I found the issue to be quite severe if you hang the timers for long enough (2-3 minutes) because you can get yourself into a situation where you hit timeouts which can cause the commit thread and potentially others stopping to work.

I have seen this a couple of times in production but wasn't able to reproduce it in a controlled environment.

Running on a different thread isn't good enough to avoid this completely. Doing anything on the CPU will lead to these messages, I consistently get them when just starting up Faust without actually doing anything, connecting to the broker and subsequent rebalancing are enough.

ask commented 5 years ago

I added the logs to see how often it would happen, and turns out it happens a lot more frequently than I expected it to.

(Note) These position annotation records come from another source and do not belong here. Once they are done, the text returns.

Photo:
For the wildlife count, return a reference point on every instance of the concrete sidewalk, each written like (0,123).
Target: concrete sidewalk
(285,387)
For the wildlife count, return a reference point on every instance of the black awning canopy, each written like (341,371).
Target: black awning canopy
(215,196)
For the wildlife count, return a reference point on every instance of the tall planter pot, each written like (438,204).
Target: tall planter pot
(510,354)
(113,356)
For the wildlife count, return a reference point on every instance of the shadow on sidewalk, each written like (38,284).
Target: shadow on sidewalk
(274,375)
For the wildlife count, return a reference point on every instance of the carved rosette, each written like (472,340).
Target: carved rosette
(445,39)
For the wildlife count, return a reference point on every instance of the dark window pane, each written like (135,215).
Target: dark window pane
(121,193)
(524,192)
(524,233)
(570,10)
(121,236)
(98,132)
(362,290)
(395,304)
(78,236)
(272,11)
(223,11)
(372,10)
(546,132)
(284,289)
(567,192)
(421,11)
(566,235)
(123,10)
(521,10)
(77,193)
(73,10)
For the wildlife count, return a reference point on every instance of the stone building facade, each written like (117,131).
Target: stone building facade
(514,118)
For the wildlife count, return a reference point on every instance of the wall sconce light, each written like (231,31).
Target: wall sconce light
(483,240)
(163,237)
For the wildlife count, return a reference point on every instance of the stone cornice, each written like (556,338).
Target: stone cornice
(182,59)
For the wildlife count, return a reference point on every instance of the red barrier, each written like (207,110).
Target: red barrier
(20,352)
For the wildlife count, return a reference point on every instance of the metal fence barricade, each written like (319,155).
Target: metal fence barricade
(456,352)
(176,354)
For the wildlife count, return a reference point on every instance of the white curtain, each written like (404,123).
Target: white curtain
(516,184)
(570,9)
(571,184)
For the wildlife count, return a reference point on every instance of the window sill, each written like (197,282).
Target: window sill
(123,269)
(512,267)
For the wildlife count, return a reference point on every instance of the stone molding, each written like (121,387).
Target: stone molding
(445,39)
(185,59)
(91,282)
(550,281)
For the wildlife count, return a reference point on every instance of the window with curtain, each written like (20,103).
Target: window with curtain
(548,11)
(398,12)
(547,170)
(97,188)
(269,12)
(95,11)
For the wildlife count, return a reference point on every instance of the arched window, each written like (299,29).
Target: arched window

I'm not sure it means anything unless the latency is really long and it also happens frequently.

Given how many things need to happen in an asyncio event loop iteration, it makes sense that some timers will be late.

ask commented 5 years ago

Can someone explain the severity of this issue and explain if this is just a warning that we can live with or is it something that has to be fixed?

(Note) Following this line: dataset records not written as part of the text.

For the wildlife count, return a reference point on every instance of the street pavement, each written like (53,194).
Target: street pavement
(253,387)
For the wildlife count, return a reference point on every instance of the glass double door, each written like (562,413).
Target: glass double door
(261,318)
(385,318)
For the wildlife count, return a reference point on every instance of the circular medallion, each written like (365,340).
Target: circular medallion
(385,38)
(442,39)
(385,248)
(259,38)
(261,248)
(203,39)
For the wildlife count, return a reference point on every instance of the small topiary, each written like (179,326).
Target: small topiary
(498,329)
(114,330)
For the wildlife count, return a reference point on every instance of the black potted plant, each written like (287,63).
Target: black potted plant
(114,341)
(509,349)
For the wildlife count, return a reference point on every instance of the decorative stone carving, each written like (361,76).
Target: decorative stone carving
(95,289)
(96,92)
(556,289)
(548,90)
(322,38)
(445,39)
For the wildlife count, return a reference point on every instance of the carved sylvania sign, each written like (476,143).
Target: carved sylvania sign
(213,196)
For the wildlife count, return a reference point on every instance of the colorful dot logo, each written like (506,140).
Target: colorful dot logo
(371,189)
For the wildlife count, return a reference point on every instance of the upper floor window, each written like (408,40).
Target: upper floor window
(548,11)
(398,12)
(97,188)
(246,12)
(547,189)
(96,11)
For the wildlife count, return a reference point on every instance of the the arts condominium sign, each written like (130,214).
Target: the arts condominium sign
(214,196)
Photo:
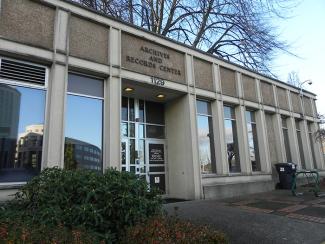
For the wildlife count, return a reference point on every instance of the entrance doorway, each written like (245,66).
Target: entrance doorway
(143,144)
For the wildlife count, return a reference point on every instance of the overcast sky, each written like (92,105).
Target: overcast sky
(305,30)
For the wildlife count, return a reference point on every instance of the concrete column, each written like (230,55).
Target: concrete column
(263,142)
(189,70)
(306,144)
(279,141)
(294,148)
(112,117)
(317,148)
(245,163)
(258,90)
(182,148)
(53,145)
(61,30)
(220,147)
(112,107)
(53,141)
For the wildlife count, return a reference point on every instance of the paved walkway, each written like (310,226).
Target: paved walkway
(273,217)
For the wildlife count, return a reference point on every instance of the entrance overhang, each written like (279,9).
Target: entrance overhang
(149,92)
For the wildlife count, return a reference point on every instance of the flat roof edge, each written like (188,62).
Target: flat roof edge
(182,44)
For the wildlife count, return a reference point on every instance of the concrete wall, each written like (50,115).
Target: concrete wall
(88,40)
(152,59)
(27,22)
(296,102)
(307,106)
(237,186)
(267,93)
(282,98)
(203,75)
(249,86)
(228,82)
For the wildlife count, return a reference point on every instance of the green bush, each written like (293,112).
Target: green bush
(104,203)
(23,233)
(171,230)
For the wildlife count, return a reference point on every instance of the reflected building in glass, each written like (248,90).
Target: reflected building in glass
(9,119)
(29,148)
(82,155)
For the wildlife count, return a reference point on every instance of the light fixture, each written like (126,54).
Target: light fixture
(161,96)
(309,82)
(128,89)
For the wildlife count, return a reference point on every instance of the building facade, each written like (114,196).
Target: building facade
(108,94)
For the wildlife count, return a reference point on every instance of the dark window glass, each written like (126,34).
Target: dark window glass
(141,111)
(203,107)
(253,141)
(155,113)
(141,131)
(84,123)
(124,129)
(125,109)
(229,112)
(132,129)
(132,151)
(286,139)
(123,152)
(131,109)
(21,132)
(301,150)
(206,147)
(141,151)
(154,131)
(231,140)
(85,85)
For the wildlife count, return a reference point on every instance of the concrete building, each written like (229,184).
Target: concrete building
(192,124)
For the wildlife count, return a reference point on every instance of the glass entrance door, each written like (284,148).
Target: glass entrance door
(143,140)
(155,158)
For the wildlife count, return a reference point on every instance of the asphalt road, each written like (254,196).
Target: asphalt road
(243,227)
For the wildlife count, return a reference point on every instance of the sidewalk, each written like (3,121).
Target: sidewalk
(273,217)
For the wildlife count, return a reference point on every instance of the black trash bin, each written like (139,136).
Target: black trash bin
(286,172)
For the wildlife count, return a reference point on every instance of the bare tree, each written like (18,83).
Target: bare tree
(236,30)
(293,78)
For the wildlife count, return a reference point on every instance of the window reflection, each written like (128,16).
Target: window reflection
(205,136)
(253,141)
(301,150)
(231,139)
(83,132)
(21,132)
(311,141)
(286,138)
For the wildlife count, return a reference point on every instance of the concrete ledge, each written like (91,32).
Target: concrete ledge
(7,194)
(220,191)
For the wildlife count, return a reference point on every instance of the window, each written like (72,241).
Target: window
(286,138)
(231,139)
(311,141)
(205,134)
(253,141)
(84,122)
(301,149)
(22,106)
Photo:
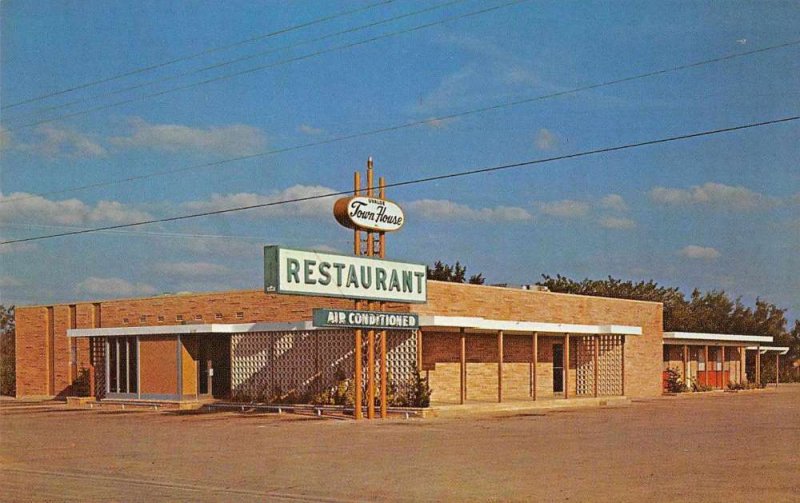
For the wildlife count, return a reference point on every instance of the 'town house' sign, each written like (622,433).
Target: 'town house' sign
(306,272)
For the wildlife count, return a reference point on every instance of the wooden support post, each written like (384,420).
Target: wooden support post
(622,377)
(758,365)
(499,366)
(685,365)
(566,366)
(370,374)
(384,376)
(419,350)
(535,360)
(596,358)
(463,367)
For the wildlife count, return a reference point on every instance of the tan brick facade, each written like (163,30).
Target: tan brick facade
(42,341)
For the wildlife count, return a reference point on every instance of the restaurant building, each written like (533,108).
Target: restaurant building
(474,343)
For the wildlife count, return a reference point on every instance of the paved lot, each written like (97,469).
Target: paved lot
(719,447)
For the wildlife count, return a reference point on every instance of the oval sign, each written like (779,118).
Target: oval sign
(368,213)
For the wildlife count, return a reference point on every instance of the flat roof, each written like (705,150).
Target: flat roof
(699,336)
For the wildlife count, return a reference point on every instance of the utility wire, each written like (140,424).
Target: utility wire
(446,176)
(198,54)
(244,58)
(271,65)
(405,125)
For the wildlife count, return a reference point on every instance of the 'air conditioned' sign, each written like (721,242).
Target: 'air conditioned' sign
(305,272)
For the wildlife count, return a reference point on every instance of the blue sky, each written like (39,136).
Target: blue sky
(719,212)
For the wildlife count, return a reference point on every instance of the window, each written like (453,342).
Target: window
(122,365)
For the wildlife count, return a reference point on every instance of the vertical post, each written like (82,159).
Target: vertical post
(596,339)
(742,363)
(685,364)
(535,360)
(357,356)
(622,377)
(758,365)
(499,366)
(384,362)
(566,366)
(463,366)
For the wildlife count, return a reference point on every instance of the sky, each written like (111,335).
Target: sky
(212,105)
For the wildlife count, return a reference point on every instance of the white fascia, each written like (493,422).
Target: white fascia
(478,323)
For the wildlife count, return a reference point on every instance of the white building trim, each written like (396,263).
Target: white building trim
(697,336)
(209,328)
(477,323)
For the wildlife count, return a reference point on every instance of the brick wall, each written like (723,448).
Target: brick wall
(642,353)
(643,357)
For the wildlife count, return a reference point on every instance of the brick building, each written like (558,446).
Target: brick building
(475,343)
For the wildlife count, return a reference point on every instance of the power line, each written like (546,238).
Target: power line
(458,174)
(406,125)
(198,54)
(245,58)
(271,65)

It's very hard to run a code with mix of async and sync code using run_in_executor. Also, I had some issues using run_in_executor with a pool created out of a with statement when stopping the agents:

[2019-10-14 12:14:47,565: ERROR]: exception calling callback for <Future at 0x10c33ca90 state=finished returned list>
Traceback (most recent call last):
  File "/usr/local/Cellar/python/3.7.4_1/Frameworks/Python.framework/Versions/3.7/lib/python3.7/concurrent/futures/_base.py", line 324, in _invoke_callbacks
    callback(self)
  File "/usr/local/Cellar/python/3.7.4_1/Frameworks/Python.framework/Versions/3.7/lib/python3.7/asyncio/futures.py", line 362, in _call_set_state
    dest_loop.call_soon_threadsafe(_set_state, destination, source)
  File "/usr/local/Cellar/python/3.7.4_1/Frameworks/Python.framework/Versions/3.7/lib/python3.7/asyncio/base_events.py", line 728, in call_soon_threadsafe
    self._check_closed()
  File "/usr/local/Cellar/python/3.7.4_1/Frameworks/Python.framework/Versions/3.7/lib/python3.7/asyncio/base_events.py", line 475, in _check_closed
    raise RuntimeError('Event loop is closed')
RuntimeError: Event loop is closed

Thanks in advance

It's hard to say what this error is caused by without context. If you can paste the code that runs in the thread this would help.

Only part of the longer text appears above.